E’ pur vero quello che scrive il mio amico Stefano Ceccanti sull’Unità di ieri che con il doppio turno i conti si fanno alla fine, ma questo è vero dal punto di vista istituzionale. Da quello politico invece resta il fatto che FN è in Francia il primo partito, anche se attualmente in parlamento ha solo due deputati (a dimostrazione che le leggi elettorali possono portare a deformazioni della rappresentanza inaccettabili). E lo era nei sondaggi anche prima dei sanguinari attentati. E del resto è un sentimento politico che si allarga in Europa. Così è successo da ultimo in Polonia.

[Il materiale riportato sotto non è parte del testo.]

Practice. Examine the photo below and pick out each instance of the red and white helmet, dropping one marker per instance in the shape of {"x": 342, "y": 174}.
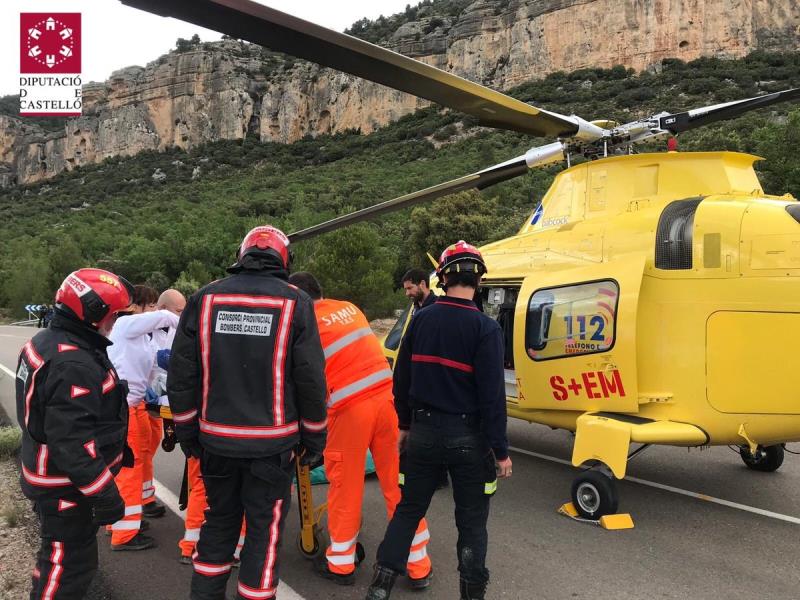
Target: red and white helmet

Con questi fatti bisogna fare i conti. Non illudendosi che non ci riguardi. Guardando alla sostanza dei messaggi che riceviamo.

L’affermazione di Le Pen è una vittoria sul piano culturale. A noi della sinistra che abbiamo sempre una certa presunzione di supremazia culturale può fare schifo ma la sostanza è chiara. Le Pen vince parlando ai ceti popolari, ai pensionati, alle casalinghe agli operai, ai piccoli artigiani e commercianti spaventati, proponendo loro una rappresentazione dei loro sentimenti. Con promesse insostenibili (la pensione a sessant’anni ad esempio) ma facendoli sentire rappresentati. E l’inseguimento a destra di Sarkozy (Berlusconi con Salvini?) ne convalida le proposte. C’è anche una estraneità alle famiglie politiche tradizionali che affascina elettori vecchi e nuovi (come per M5S in Italia).Marion Marechal-Le Pen

La sinistra francese non ha elaborato una risposta. E’ dentro il passato. Così il Partito Socialista perde 5 punti. Perché ha abbandonato politiche di sinistra come anche in Italia i nostalgici del passato dicono? Difficile sostenere questa tesi se poi coloro che dovrebbero raccoglierne i frutti hanno sconfitte ancora più eclatanti: i verdi dimezzano i voti, il Front de Gauche resta ininfluente, calando dal 5.8 al 4%, giusto quello che serve per indebolire ulteriormente una proposta della sinistra.

Il tema si presenterà anche in Italia con l’appuntamento ormai vicino delle amministrative. Votano le maggiori città ed è inutile pensare che non possa prevalere un voto politico. Vengono al pettine certi nodi. Renzi ha coperto molto con la sua indubbia capacità comunicativa e con una positiva azione di governo. E i risultati francesi confermano: i voti dell’area tradizionale di sinistra non sono sufficienti per vincere, cosa che una parte dei dirigenti del PD non vuole accettare. Però ha fatto in una certa misura la parte più facile del lavoro. Dando espressione ad una voglia di cambiamento dell’opinione pubblica (la rottamazione), dando una immagine semplificata delle cose: siamo in ritardo per l’incapacità dei miei predecessori, adesso ci sono io. Le cose si fanno anche, ma anche lui deve fare i conti con i tempi che sono comunque lunghi, con difficoltà strutturali complicate da superare.

Ed allora emergono queste due questioni cui accenno brevemente: manca l’elaborazione di un pensiero strutturato capace di affrontare queste sfide. Non ci sono luoghi in cui possa avvenire questa elaborazione. Eppure ripeto: la sconfitta della sinistra francese è una sconfitta culturale, frutto della incapacità di offrire risposte alle nuove paure e insicurezze. Lo stesso ottimismo di Renzi può apparire eccessivo a chi comunque non vede cambiamenti delle proprie prospettive.

La crisi del partito è grave e non basta una iniziativa un po’ improvvisata di banchetti, buona per aver un po’ di spazio sui giornali non per correggere il problema che c’è. Il partito non ha guida. E sui territori Renzi nella fase iniziale ha scelto la fedeltà piuttosto che le capacità. E oggi purtroppo ci sono le conseguenze. Esiste forse il PD veneto? Mi sembra che non esista più né dal punto di vista organizzativo né politico, in attesa di un congresso che non si sa se e quando ci sarà. Occorre por mano con ostinazione a queste due questioni. Nascondersele peggiora la situazione.